In high school, after she learned she wouldn’t get into the University of Washington, Shelzy Juta thought about not attending college at all. 

But the Seattle Promise program offered something hard to pass up: two years of free community college, and she could quit at any time.

She never did. 

Today, the freshly admitted UW student is one of about a quarter of students in her Promise program class who have graduated from community college.

With more than $10 million in additional federal funding, city officials are making changes to the program to raise the odds for current and future Promise program participants, including incentives to bring back 500 students who dropped out during the pandemic. 

Last school year, more than a third of students enrolled in Seattle Promise — the city’s tuition-free community college program — dropped out or became ineligible for the program. 

The city is now allowing them the chance to reenroll in the program, and extended the amount of time these students can take classes for free, which is typically two years. 


The $40 million program began in 2018 after voters approved a citywide levy. It helps more than 1,100 students attend community college, a 467% increase from the first year’s cohort, which was just shy of 200 students. It was created to help offset longstanding socioeconomic inequities in college completion and access to the region’s job market. Most participants — graduates of Seattle’s public high schools — have been kids of color. 

Students are eligible regardless of GPA or income level. Baltimore, Boston and San Francisco have similar programs. 

Attempts at establishing a nationwide community college program have been mired in partisan politics. It was among President Joe Biden’s campaign promises to “rebuild the middle class,” but just last month, the idea was removed from the $1.2 trillion infrastructure bill passed by Congress last week. 

About a quarter of students who started Seattle Promise in fall 2018 and 2019 completed their studies in two years. After three years, the success rate improved: More than a third of the 2018 cohort completed a degree, 9 percentage points higher than the national average for community colleges. 

Also in the works: a new program to ease students’ transition into UW after getting an associate degree, and bigger scholarships to help students cover living expenses and other costs associated with college.

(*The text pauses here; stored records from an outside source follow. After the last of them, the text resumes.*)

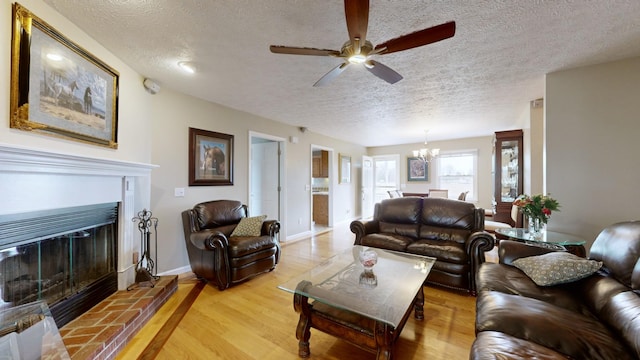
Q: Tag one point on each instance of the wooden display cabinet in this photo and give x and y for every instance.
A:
(320, 164)
(508, 178)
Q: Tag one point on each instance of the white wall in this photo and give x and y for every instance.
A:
(154, 129)
(174, 113)
(592, 130)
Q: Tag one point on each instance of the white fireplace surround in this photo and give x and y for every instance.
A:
(33, 179)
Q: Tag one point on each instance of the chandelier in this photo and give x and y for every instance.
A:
(425, 154)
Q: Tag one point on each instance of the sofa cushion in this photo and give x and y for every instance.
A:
(618, 246)
(405, 210)
(251, 226)
(216, 213)
(449, 214)
(570, 333)
(386, 241)
(444, 234)
(410, 230)
(511, 280)
(556, 268)
(493, 345)
(448, 251)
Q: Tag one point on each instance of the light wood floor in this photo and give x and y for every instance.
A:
(256, 320)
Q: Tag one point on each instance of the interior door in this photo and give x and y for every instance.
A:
(265, 183)
(367, 187)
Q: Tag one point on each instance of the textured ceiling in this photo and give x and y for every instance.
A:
(473, 84)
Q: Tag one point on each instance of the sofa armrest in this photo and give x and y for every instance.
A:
(362, 228)
(476, 245)
(271, 228)
(509, 250)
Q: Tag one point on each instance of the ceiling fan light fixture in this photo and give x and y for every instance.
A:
(357, 59)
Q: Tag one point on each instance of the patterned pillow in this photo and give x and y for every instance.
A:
(251, 226)
(556, 268)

“It’s going to provide our scholars with new, robust support, and continue to push those graduation rates up,” said Dwane Chappelle, who directs the city’s Department of Education and Early Learning. “We want to make sure that we’re building better transition points [for students]. We want [those transitions] to be as seamless as possible.” 

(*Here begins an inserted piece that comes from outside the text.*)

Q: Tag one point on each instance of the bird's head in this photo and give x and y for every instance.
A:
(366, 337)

More help for students transferring to four-year universities is needed, said Juta. 

“I had a hard time figuring out how to transfer” credits, she said. As part of the partnership, UW will dedicate a staff member to helping Promise students ease into the university. It will also provide an academic bridge program, allowing students to enroll in some university classes before officially transferring, and provide mentorship. 

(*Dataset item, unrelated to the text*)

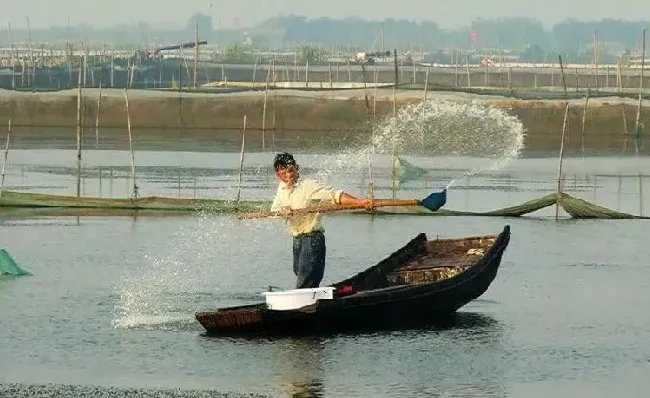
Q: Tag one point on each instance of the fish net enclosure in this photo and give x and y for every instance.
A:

Applying to the Promise program was easy, Juta said. Seattle Colleges and her high school, Chief Sealth, held information sessions, and she was already taking classes at South Seattle through Running Start, a program that allows high school students to take community college classes and earn college credit.

Her first round of classes paid by the Promise program, including a business calculus course, proved exceptionally difficult — hard enough for her to consider putting it aside. The program’s staff encouraged her to push through, and she later ended up on the dean’s list. 

“I didn’t take school seriously in high school, and people thought that I would work a dead-end job,” she said. “They convinced me that I was made for better.” 

Coaching through the program also helped her find the right career path; she’d originally wanted to go into medicine, but changed her mind after meeting local entrepreneurs during a summer orientation program. She dreams of making enough money to open an all-women gym. 

City officials expect this round of federal investments to last through 2023. But if the changes they make prove effective, they said, they will find a more permanent funding source.